In overturning the voter-ID law, the Court of Appeals focused on the two more nonsensical classifications in the statute.  First, the law exempts absentee voters from the ID requirement, creating one class that must show an ID (in-person voters) and another class that need not show ID (absentee voters).  Second, the law exempts voters who reside at a precinct polling place that is located at a state licensed care facility where the voter resides, creating one class that must show an ID (those who do not reside at such facilities) and another class that need not show ID (those who do reside at such facilities).  The court held that neither of these classification advanced the state's interest in reducing voter fraud.  The court further ruled that the first classification was non-severable and thus overturned the entire act.

Why the different result here than in Crawford?  It's not (merely) that this case came up under the state constitution, not the federal constitution.  (This particular state constitutional provision didn't obviously provide any greater protection than the federal Equal Protection Clause.)  Instead, it's the way the cases were litigated.  In Crawford, the Supreme Court focused on the right to vote and sidestepped the classifications.  Putting this in a right-to-vote framework triggered the analysis under Anderson v. Celebrezze--a case that modified (some might say gutted) Harper v.

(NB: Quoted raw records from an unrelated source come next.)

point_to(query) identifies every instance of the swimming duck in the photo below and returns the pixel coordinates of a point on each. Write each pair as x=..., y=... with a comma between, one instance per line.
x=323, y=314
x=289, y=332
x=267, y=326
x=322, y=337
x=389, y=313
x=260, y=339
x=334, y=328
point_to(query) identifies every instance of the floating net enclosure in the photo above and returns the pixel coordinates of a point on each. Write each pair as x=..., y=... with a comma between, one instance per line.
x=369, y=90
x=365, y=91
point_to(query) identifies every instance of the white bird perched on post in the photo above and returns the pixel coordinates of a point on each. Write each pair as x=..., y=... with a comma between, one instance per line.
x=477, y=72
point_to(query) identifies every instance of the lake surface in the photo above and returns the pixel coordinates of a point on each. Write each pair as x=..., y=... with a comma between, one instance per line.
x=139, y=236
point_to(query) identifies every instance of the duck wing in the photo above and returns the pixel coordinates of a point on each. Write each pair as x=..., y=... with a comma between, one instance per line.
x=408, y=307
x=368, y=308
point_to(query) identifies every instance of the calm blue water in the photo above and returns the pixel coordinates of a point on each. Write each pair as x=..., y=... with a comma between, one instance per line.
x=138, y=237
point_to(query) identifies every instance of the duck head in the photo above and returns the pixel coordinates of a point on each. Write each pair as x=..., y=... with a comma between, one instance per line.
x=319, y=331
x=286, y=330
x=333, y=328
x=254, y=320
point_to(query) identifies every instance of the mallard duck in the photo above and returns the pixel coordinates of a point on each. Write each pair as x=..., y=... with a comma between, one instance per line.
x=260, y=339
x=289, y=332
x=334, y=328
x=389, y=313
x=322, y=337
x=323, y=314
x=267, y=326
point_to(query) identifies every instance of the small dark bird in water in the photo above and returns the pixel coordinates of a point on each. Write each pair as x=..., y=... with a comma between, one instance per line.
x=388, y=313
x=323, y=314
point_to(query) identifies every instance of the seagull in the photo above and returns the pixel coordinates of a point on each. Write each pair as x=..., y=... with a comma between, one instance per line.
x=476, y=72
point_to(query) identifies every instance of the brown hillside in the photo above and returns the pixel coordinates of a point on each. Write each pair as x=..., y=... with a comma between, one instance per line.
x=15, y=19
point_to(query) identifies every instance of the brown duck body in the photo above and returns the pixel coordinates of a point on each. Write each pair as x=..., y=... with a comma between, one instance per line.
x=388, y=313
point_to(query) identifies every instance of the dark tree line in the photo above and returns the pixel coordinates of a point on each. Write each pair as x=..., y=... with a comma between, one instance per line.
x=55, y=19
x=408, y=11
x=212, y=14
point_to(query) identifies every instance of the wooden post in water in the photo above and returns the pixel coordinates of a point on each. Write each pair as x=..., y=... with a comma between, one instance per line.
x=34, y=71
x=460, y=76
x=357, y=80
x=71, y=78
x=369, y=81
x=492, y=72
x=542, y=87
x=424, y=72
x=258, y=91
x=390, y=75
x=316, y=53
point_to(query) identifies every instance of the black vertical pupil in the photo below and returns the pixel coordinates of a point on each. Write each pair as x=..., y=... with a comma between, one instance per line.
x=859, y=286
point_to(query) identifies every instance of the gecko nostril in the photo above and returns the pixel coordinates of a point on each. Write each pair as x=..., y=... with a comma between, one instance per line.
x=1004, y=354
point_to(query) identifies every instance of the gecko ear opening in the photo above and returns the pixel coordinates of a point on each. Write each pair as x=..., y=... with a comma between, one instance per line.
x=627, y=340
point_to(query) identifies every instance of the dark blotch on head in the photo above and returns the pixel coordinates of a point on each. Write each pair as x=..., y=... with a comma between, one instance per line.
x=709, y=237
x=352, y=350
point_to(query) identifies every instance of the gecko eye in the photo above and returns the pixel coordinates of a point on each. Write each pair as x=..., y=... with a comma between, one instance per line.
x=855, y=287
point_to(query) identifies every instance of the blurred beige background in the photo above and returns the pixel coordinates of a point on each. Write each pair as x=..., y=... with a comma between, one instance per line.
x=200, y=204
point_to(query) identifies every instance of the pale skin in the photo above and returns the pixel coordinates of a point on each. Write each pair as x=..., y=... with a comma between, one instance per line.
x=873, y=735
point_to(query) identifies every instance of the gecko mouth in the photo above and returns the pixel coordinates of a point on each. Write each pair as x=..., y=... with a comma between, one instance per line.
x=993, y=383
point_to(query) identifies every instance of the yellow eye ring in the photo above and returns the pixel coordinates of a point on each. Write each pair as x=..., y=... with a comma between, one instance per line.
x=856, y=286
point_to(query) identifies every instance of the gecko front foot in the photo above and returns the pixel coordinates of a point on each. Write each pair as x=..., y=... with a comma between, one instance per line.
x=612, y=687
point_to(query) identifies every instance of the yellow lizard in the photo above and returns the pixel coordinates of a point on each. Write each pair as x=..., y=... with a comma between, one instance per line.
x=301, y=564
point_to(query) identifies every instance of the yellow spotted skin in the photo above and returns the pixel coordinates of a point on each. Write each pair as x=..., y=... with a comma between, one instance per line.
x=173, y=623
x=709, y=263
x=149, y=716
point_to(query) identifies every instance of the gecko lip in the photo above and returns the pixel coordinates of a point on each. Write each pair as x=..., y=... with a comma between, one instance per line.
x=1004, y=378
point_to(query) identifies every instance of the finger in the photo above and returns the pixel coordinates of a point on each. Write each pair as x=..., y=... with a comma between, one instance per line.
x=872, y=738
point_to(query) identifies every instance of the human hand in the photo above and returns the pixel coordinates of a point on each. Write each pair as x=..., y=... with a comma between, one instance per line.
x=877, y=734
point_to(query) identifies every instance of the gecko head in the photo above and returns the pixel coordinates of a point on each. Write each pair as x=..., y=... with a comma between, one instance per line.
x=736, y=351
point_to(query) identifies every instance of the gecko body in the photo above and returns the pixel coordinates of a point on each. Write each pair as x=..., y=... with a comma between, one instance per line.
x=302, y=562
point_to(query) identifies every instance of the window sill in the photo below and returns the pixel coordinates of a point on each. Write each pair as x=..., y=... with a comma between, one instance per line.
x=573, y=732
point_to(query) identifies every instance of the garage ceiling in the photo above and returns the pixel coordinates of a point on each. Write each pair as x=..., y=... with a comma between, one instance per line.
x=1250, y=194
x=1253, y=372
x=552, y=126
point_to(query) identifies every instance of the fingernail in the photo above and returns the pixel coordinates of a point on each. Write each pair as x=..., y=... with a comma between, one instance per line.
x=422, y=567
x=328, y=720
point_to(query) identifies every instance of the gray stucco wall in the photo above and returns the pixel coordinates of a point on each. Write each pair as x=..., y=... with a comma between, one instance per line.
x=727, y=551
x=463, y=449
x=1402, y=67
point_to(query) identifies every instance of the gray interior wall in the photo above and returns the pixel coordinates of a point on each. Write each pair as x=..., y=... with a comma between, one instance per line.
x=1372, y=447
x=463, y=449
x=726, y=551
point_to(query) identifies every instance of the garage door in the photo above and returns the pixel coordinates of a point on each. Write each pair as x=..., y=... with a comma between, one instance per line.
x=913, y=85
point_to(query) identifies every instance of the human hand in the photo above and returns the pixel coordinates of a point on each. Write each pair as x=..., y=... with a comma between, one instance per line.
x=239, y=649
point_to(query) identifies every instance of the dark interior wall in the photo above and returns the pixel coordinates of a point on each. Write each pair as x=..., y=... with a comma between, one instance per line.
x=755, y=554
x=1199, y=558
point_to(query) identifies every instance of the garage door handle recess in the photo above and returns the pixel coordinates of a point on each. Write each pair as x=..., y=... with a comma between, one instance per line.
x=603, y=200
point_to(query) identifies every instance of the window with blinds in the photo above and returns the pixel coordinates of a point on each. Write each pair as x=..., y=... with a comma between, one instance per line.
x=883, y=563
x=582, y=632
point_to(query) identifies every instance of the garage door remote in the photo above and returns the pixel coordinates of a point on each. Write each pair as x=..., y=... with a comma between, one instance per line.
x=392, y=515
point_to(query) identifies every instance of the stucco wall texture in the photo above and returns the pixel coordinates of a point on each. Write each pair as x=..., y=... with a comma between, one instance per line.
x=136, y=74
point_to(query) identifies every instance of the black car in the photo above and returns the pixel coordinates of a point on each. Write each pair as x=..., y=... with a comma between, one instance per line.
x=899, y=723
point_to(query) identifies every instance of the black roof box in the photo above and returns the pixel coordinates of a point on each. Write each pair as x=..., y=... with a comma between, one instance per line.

Virginia Bd. of Elections by holding that "evenhanded restrictions" on the right to vote that are designed to protect the integrity of the process are perfectly fine, even as a poll tax (as in Harper) runs afoul of the Equal Protection Clause. 

In contrast, in League of Women Voters, the court focused on the classifications--different treatment with respect to ID requirements that failed on their face to advance the state's interests.  (Justice Souter discussed these classifications in his dissent in Crawford, but the classifications did not get the attention of the majority.) 

Thus the Indiana Court of Appeals didn't (necessarily) rule that Indiana's equal protection doctrine "goes beyond" what federal Equal Protection demands.  (The court didn't even cite Crawford in this portion of its opinion.)  Instead, it simply took a different approach--an approach based more squarely on the classifications and less on the right to vote.

The state will surely appeal, as suggested by Governor Daniels in today's NYT piece on the case.